The motivation behind this project is to help visually impaired person to percept their surroundings better. The person must use a blindstick or a spectacles equipped with a camera, a mic and a speaker which will be acting as a node. Whenever the person wants to percept their surrounding they must press a button and the camera will capture a picture. This captured image is sent to a remote server where the inference, regarding what is going on in the image, will be generated using CLIP model which is an image captioning model and will be sent back to the person. The inference will be spoken out and he/she can hear it to better understand its surroundings. Later on he/she can ask some questions related to the things that is heard and again that speech will be converted to text and sent to server.
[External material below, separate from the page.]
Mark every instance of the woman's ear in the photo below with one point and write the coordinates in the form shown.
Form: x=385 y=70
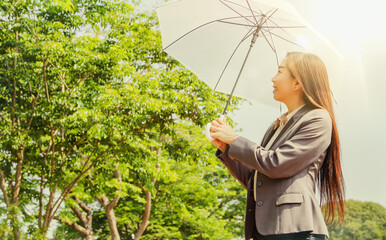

The server will answer the questions using the ViLT model which is a Vision and Language(V&L) model and sent back to the person to read out to them.
This repository will require you to install python 3.6.8.
Follow the below steps to successfully setup this repository to your local machine
- clone the respository using
git clone https://github.com/Scientist90s/smart_blindstick
- Install java which is required for one of the dependency's installation
- Navigate to node folder and install node dependencies using
pip3 install -r requirements_node.txt
- Navigate to server folder and install server dependencies using
pip3 install -r requirements_server.txt
- open server.py and change your acquired ip address at line 25
self.host = "xxx.xxx.xxx.xxx"
- Run
python3 server.py
- open node.py and change the value of read_image to
True
on line 35 if you are not going to use cameraself.read_image = True
- open another terminal and run
python3 node.py
- Make sure the server.py file is running
- The html page is using bulma.io so if any errors occur related to bulma make sure that is installed.
- In main.js change the url to your host machine (image_endpoint variable, in two functions)
- In speech.js change the url to your host machine (only one)